On June 29, 2010, Claimant filed a Motion to Strike Extraneous and Impertinent Material Contained in Respondent's Answer to Counterclaim and Affirmative Defenses to Statement of Claim, which the Panel denied after oral argument.
During the arbitration hearing. Claimant moved to allow witnesses to testify by telephone and to allow witnesses to testify who were not on the witness list, all of which Respondent opposed and which the Panel subsequently denied.
The FINRA Arbitration Panel found Respondent First Allied liable and ordered it to pay to Claimant Di Pietro $180,000.00 in compensatory damages plus 10% interest from November 1, 2011, until paid in full.
The FINRA Arbitration Panel found Claimant Di Pietro liable and ordered him to pay to Respondent First Allied $153,076.00 on the Note (inclusive of interest at 10% per annum from May 24, 2010). Claimant was further ordered to pay $3,000 in attorneys' fee.
The Panel determined that Claimant Di Pietro's Form U5 was false because he was not properly or with due cause under investigation, and, as such, the Panel deemed the U5's representations to the contrary as defamatory. Consequently, The Panel ordered the expungement of the Termination Comment on Claimant's Form U5 (dated December 26, 2008). The Panel did not amend the Reason for Termination: "Permitted to Resign" but recommended that the comment state:
RESIGNED - AGREEMENT BETWEEN THE PARTIES THAT MR. DI PIETRO BE PERMITTED TO RESIGN.
Also, the Panel ordered the expungement of the "Yes" answers and the substitution of "No" to the Internal Review questions on Claimant's Form U5 and the Termination questions on Claimant's Form U4 (the accompanying Internal Review and Termination "Disclosure Reporting Pages" be deleted in their entirety).
When an employee and employer unhappily part ways, a number of options present themselves.
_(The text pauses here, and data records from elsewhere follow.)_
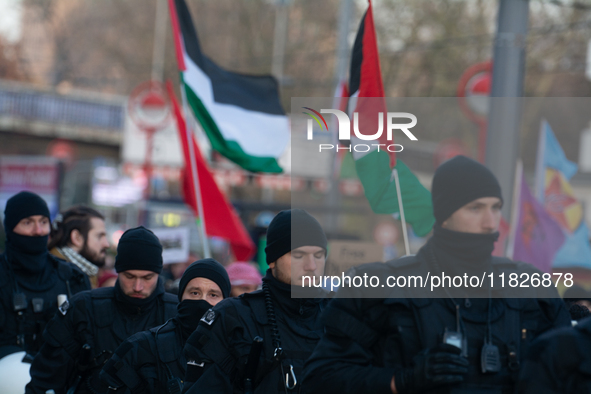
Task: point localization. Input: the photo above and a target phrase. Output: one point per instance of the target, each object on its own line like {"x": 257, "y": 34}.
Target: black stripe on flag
{"x": 357, "y": 59}
{"x": 252, "y": 92}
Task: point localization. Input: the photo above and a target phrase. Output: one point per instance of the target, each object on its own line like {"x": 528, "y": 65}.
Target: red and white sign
{"x": 39, "y": 175}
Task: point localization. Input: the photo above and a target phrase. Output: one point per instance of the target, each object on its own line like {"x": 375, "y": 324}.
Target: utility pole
{"x": 159, "y": 41}
{"x": 502, "y": 142}
{"x": 281, "y": 20}
{"x": 343, "y": 47}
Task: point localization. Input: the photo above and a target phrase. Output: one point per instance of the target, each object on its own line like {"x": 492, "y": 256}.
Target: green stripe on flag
{"x": 230, "y": 149}
{"x": 374, "y": 172}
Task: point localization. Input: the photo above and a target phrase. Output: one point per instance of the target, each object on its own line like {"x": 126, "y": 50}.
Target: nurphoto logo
{"x": 345, "y": 129}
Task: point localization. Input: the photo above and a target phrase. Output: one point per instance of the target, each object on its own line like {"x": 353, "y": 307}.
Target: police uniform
{"x": 367, "y": 341}
{"x": 217, "y": 352}
{"x": 22, "y": 329}
{"x": 465, "y": 339}
{"x": 148, "y": 362}
{"x": 153, "y": 361}
{"x": 30, "y": 279}
{"x": 80, "y": 341}
{"x": 559, "y": 362}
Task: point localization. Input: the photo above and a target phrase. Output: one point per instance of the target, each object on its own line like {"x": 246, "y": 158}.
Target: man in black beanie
{"x": 33, "y": 283}
{"x": 397, "y": 340}
{"x": 81, "y": 339}
{"x": 152, "y": 361}
{"x": 220, "y": 354}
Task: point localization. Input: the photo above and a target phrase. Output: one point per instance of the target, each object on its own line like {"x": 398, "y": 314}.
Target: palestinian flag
{"x": 241, "y": 114}
{"x": 221, "y": 220}
{"x": 374, "y": 168}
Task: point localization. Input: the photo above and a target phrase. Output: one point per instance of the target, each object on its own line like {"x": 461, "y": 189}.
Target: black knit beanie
{"x": 139, "y": 249}
{"x": 459, "y": 181}
{"x": 20, "y": 206}
{"x": 291, "y": 229}
{"x": 209, "y": 269}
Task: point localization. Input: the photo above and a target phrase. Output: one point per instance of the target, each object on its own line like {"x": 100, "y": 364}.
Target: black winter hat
{"x": 291, "y": 229}
{"x": 22, "y": 205}
{"x": 459, "y": 181}
{"x": 206, "y": 268}
{"x": 139, "y": 249}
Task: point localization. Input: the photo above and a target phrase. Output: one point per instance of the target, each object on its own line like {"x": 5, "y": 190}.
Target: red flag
{"x": 366, "y": 81}
{"x": 220, "y": 218}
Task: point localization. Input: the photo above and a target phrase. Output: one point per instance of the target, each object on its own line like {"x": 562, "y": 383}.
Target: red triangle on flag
{"x": 221, "y": 220}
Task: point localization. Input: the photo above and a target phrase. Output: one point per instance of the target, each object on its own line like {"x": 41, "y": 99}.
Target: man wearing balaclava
{"x": 33, "y": 283}
{"x": 222, "y": 354}
{"x": 152, "y": 361}
{"x": 80, "y": 339}
{"x": 402, "y": 340}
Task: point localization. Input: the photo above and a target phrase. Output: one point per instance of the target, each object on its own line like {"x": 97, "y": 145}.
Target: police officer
{"x": 31, "y": 280}
{"x": 82, "y": 338}
{"x": 402, "y": 343}
{"x": 559, "y": 362}
{"x": 78, "y": 235}
{"x": 152, "y": 361}
{"x": 225, "y": 354}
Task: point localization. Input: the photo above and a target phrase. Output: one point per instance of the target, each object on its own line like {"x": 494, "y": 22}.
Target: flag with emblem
{"x": 537, "y": 236}
{"x": 553, "y": 172}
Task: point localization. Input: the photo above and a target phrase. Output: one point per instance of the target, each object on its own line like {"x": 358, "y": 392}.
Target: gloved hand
{"x": 438, "y": 366}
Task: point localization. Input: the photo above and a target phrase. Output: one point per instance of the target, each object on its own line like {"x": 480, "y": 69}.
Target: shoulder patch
{"x": 64, "y": 306}
{"x": 209, "y": 317}
{"x": 103, "y": 292}
{"x": 170, "y": 298}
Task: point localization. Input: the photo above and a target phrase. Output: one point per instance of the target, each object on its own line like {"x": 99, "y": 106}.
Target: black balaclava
{"x": 138, "y": 249}
{"x": 28, "y": 256}
{"x": 456, "y": 183}
{"x": 459, "y": 181}
{"x": 191, "y": 311}
{"x": 137, "y": 306}
{"x": 292, "y": 229}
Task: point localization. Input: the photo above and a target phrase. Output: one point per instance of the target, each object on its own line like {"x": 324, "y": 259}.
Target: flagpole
{"x": 197, "y": 189}
{"x": 540, "y": 176}
{"x": 515, "y": 210}
{"x": 401, "y": 209}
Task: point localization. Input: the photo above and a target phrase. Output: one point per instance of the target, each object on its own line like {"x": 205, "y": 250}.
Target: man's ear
{"x": 76, "y": 239}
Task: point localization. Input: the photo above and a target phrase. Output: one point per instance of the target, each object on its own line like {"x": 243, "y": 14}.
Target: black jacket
{"x": 67, "y": 279}
{"x": 368, "y": 339}
{"x": 147, "y": 361}
{"x": 559, "y": 362}
{"x": 102, "y": 318}
{"x": 225, "y": 334}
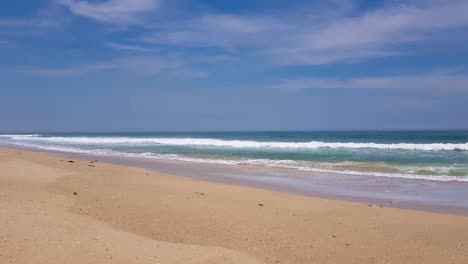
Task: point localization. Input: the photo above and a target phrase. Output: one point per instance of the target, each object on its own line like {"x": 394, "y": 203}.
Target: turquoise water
{"x": 436, "y": 155}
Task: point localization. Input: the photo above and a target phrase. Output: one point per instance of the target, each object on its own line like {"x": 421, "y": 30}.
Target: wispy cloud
{"x": 436, "y": 81}
{"x": 120, "y": 46}
{"x": 135, "y": 65}
{"x": 308, "y": 37}
{"x": 119, "y": 12}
If the departed employee and the former firm are intelligent, they will try to keep everything in a businesslike perspective and simply agree to go their separate ways. Ah . . . but if that were to happen too often, lawyers would have little to do!
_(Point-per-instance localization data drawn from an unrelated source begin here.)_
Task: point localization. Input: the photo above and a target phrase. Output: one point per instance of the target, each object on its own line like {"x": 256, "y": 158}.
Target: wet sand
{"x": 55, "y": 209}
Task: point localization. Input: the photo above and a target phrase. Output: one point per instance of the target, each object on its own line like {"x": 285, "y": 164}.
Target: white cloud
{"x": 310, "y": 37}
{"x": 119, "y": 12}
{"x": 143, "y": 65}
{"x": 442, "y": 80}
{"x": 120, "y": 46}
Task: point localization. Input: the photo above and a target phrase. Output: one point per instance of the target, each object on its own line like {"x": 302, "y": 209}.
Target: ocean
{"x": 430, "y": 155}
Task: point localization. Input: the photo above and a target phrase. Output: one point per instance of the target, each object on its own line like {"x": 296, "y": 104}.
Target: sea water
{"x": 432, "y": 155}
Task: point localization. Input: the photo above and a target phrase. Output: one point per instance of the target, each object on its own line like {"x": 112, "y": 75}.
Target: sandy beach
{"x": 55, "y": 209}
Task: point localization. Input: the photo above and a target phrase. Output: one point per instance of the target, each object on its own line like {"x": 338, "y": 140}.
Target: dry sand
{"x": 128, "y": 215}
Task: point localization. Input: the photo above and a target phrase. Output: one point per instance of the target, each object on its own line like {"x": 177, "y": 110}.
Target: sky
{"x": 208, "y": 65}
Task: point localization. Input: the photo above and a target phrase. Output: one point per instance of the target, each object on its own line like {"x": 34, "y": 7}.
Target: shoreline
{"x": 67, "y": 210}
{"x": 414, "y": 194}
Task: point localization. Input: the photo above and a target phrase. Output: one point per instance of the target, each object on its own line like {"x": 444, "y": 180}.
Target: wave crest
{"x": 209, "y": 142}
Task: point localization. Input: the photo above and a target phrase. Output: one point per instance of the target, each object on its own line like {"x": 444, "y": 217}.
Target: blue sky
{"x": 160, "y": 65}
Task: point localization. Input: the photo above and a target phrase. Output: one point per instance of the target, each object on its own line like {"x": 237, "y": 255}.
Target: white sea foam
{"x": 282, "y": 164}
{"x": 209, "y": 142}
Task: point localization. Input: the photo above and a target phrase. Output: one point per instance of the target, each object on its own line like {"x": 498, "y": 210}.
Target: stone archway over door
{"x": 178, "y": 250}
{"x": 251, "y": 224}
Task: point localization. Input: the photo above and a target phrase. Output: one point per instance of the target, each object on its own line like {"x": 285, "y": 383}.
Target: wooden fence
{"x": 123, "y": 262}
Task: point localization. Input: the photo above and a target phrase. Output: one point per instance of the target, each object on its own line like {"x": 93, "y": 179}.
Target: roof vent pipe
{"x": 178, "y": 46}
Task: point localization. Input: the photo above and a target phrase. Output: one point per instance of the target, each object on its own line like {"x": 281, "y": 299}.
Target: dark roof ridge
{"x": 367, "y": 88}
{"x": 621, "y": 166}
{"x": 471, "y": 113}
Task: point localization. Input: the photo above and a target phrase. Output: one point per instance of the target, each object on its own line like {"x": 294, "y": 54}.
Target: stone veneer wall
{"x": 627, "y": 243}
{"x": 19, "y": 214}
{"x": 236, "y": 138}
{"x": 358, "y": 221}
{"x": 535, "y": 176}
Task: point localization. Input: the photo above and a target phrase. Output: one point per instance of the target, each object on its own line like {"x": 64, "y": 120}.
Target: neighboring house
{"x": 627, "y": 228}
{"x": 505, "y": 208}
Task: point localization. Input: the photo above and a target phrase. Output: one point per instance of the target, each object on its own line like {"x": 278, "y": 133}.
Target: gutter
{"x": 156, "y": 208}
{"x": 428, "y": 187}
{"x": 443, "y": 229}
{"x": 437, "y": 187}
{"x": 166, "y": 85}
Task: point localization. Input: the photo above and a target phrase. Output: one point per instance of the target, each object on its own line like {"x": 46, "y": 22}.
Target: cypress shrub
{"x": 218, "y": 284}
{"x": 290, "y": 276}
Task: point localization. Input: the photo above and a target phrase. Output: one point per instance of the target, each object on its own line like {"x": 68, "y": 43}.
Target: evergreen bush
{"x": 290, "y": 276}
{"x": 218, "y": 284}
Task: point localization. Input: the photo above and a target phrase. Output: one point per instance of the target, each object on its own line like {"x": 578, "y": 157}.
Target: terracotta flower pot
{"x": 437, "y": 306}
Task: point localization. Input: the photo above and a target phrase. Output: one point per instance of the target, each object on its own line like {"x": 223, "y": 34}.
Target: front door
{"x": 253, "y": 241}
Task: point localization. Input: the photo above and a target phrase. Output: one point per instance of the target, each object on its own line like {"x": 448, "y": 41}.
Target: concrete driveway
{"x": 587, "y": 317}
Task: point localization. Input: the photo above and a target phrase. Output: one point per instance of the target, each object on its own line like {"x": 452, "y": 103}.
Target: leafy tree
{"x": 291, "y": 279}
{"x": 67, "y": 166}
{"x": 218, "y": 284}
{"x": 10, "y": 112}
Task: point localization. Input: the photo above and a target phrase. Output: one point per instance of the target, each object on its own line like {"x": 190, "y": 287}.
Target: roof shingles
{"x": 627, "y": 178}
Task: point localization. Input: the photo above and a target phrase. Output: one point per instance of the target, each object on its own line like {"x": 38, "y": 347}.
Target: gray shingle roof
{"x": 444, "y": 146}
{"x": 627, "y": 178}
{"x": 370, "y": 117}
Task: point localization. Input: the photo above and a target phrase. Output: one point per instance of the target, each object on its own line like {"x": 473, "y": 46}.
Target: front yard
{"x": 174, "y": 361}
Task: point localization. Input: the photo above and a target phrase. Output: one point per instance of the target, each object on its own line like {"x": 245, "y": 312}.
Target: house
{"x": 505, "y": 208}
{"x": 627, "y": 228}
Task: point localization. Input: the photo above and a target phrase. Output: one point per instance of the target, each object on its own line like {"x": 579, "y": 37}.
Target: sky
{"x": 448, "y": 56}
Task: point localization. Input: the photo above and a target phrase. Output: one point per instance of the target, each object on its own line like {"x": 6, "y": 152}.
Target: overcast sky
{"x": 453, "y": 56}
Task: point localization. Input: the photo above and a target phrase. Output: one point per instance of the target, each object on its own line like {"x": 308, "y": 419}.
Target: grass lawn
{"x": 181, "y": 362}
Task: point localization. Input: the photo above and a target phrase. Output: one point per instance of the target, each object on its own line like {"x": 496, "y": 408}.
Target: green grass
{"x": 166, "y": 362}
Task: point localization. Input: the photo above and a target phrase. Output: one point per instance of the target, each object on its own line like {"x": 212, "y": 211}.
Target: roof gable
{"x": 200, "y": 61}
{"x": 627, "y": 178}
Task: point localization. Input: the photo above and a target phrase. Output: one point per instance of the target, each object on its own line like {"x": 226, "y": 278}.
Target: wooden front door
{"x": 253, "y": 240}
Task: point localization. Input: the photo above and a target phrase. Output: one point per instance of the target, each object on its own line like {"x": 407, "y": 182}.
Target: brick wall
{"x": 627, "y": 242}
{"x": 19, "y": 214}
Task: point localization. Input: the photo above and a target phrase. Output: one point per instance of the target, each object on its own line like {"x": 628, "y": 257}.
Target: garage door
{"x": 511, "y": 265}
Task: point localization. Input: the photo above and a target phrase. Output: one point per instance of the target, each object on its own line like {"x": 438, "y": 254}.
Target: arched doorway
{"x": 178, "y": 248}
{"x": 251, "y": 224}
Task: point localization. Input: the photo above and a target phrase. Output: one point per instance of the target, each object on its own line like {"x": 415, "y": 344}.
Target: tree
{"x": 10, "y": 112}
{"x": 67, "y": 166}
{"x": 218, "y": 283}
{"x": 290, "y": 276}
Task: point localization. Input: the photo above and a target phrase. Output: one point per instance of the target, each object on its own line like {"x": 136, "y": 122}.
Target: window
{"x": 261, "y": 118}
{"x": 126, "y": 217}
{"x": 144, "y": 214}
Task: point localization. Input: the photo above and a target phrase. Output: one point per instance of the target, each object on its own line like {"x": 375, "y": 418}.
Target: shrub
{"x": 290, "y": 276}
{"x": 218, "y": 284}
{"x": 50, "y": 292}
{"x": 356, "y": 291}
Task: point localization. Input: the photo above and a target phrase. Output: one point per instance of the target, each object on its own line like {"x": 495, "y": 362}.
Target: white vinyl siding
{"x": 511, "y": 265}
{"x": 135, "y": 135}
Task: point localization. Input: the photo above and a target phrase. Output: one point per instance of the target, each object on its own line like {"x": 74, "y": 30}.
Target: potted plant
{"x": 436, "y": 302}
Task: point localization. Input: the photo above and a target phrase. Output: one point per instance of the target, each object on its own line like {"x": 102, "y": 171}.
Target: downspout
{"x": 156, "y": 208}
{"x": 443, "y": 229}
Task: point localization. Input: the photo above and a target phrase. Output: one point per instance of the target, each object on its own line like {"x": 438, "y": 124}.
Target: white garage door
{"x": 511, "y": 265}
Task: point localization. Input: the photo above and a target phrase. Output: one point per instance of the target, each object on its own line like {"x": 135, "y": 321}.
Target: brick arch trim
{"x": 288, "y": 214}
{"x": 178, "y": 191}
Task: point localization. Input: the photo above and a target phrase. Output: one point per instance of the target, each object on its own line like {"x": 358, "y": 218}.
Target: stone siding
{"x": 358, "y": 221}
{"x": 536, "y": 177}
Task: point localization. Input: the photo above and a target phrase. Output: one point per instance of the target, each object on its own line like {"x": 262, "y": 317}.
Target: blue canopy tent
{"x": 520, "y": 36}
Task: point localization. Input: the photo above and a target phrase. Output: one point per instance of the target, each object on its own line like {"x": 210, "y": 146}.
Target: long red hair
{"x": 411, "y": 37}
Instead of common sense and pragmatism prevailing, we often find ourselves caught up in the equivalent of a a schoolyard fight at recess. Although the Form U5 is a regulatory filing and must be prepared in good faith, that's not always the byproduct. Instead, angry former employers often fail to resist the temptation to use the U5 as a way to get in a few parting shots.
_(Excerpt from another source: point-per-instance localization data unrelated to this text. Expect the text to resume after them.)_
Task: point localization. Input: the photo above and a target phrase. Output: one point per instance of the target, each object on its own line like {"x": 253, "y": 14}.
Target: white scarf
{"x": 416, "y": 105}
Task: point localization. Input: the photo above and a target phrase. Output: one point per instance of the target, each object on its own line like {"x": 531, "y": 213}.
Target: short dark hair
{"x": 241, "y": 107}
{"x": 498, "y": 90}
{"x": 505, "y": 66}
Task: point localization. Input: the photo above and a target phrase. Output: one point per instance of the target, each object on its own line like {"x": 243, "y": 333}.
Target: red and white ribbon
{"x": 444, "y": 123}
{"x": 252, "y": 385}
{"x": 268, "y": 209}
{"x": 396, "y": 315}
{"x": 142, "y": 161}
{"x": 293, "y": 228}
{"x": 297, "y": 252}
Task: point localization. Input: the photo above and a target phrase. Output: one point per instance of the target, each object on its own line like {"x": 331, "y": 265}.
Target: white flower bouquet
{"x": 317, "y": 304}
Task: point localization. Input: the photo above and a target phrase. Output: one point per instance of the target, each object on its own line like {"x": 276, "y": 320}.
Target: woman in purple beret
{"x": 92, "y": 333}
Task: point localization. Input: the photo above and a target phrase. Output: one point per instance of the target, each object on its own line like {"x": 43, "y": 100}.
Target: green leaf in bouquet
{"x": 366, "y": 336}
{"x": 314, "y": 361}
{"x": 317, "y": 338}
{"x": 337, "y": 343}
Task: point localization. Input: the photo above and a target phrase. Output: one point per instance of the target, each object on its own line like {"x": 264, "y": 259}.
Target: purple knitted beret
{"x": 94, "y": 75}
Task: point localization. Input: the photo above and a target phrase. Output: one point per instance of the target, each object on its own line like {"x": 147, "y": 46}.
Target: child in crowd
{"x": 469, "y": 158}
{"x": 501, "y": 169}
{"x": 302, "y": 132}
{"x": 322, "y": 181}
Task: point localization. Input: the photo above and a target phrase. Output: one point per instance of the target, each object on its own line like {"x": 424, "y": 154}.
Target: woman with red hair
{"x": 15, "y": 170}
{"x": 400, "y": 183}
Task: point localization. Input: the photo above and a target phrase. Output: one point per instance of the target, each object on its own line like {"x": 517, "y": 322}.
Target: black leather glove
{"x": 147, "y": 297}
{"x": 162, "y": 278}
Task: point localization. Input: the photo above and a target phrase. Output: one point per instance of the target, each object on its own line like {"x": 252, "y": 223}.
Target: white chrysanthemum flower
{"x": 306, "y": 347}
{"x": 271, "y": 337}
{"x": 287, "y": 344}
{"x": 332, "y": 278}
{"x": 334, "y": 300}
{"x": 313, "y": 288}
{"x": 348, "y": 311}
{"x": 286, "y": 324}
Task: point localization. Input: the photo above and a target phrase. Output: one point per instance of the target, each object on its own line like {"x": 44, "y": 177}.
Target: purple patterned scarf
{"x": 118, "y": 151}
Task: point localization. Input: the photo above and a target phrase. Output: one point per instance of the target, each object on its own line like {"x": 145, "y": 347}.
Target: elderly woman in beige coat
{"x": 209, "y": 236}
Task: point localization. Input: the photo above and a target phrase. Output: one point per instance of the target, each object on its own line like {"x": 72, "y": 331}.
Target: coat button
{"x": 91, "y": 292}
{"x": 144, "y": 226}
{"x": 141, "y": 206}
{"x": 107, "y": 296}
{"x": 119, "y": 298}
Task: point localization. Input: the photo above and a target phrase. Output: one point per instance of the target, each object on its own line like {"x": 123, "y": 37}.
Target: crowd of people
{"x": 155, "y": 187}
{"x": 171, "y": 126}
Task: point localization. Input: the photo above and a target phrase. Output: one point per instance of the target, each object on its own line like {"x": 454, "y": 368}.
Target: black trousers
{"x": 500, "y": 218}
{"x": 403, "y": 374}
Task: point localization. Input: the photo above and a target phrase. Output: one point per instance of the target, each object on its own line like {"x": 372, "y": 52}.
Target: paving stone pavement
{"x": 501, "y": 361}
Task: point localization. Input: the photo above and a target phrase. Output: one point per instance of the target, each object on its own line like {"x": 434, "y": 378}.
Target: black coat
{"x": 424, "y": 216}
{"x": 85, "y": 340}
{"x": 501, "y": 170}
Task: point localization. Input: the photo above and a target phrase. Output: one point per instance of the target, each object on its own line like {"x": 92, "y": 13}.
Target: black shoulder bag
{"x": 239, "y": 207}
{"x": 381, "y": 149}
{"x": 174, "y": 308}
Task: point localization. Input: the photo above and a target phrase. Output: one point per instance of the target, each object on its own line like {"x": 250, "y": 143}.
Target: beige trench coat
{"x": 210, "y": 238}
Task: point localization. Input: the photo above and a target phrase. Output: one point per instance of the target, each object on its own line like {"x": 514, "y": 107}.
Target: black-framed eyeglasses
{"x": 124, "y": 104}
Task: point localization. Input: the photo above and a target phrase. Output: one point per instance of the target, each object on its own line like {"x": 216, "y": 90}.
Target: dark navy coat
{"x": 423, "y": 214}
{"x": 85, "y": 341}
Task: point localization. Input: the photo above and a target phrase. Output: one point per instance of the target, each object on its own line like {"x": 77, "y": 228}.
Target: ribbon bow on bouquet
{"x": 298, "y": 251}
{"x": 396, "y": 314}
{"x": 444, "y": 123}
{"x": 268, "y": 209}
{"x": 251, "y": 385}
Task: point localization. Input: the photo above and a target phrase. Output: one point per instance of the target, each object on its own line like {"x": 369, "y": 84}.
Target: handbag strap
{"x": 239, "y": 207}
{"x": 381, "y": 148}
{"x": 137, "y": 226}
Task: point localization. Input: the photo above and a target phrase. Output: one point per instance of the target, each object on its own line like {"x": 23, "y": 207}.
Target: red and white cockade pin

Among the favorite ploys on a "dirty" U5 are to pretend that an employee who voluntarily quit didn't - and to mark up the U5 to state that the nature of the termination was "Permitted to Resign" or a "Discharge." Of couse, once you've gone down that path, the employer may then inject all sorts of nasty ruminations about "possible" customer complaints or "uncertain concerns" about internal misconduct. Further, there's always the torture of stating that a former employee is "under investigation," when, in fact, there's no such inquiry or no reason for same.
In Di Pietro, it seems to me that we have a mixed bag of rights, wrongs, and a whole lotta getting even. Too bad that both sides couldn't have found a better way to amicably resolve their disputes short of washing their laundary in a somewhat public FINRA arbitration.